We blame the media, corporate America, advertisers, mean girls, and men for crushing women under a relentless onslaught of images, ideas, and aspirations related to the perfect female visage. And, by all accounts, that blame is justified.
“Feel anything that’s more representative of you as a person than ‘pretty’.”
That’s part of the message in Amy Schumer’s new movie “I Feel Pretty” — that the world is constantly reminding women of how they look and suggesting that, for most women, it just isn’t good enough. Included in nearly ever scene in the movie (especially at the beginning) is an example of how society is unfairly focused on female appearance and how that disproportionately affects women’s lives.

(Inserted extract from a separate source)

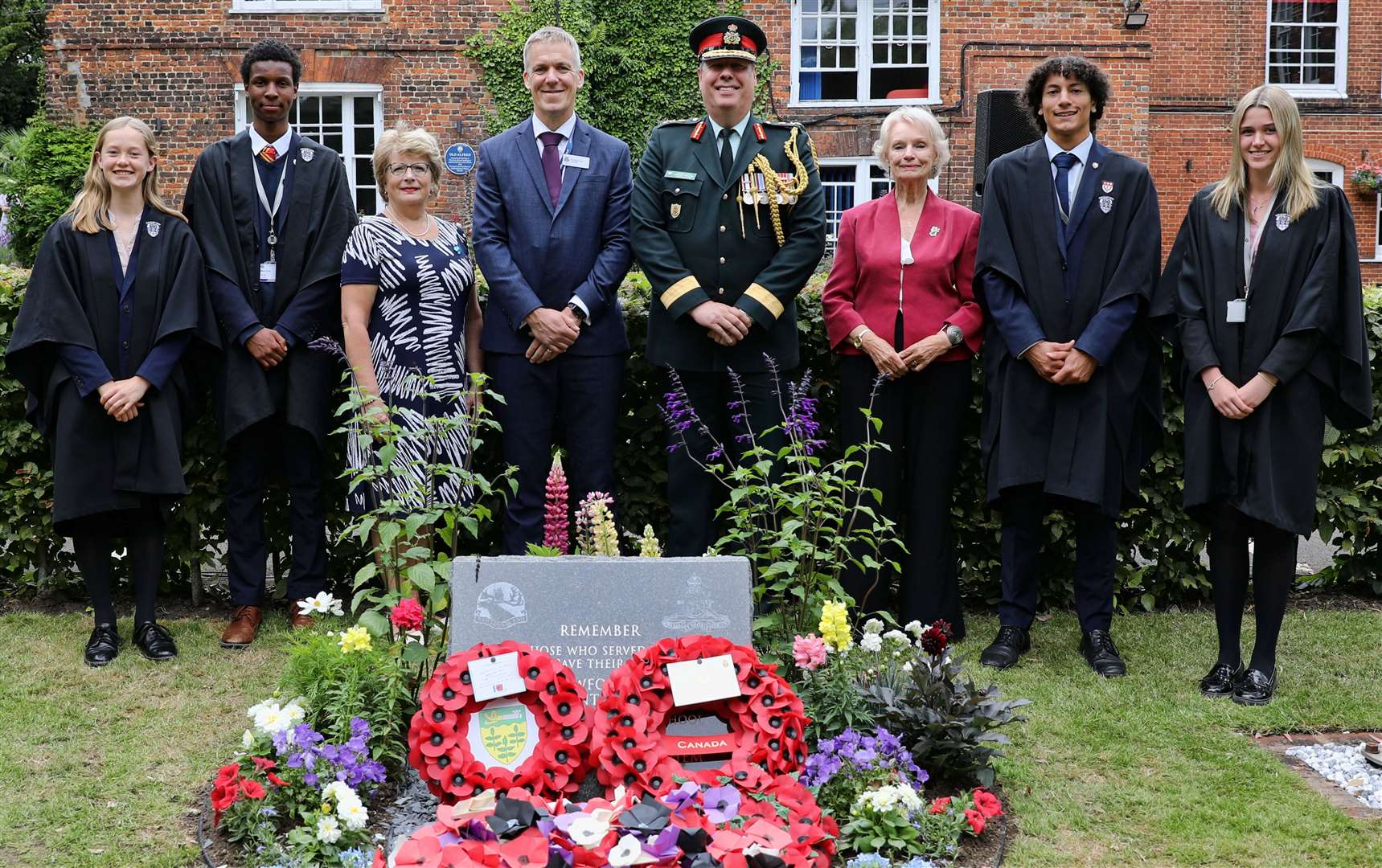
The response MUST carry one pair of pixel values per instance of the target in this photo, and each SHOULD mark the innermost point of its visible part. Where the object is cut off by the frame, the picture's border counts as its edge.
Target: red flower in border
(976, 820)
(987, 804)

This is not a new message, and yet it is one that, while we may be willing to acknowledge, we are slow to change. The problem is that while our particular brand of resistance to the problem does directly combat the undesirable outcome, it also simultaneously strengthens the troublesome core from which that outcome springs.
The key to eliminating a disproportionate level of societal focus on appearance isn’t that we focus on appearance in a different way; it’s that we stop overemphasizing appearance, regardless of whether we do it in a positive or negative way.
Aside from and in addition to her extraordinary wit and comedic delivery, Amy Schumer has built her celebrity platform partially on encouraging women to embrace their bodies, even and especially when they may be considered “less than perfect” by societal standards.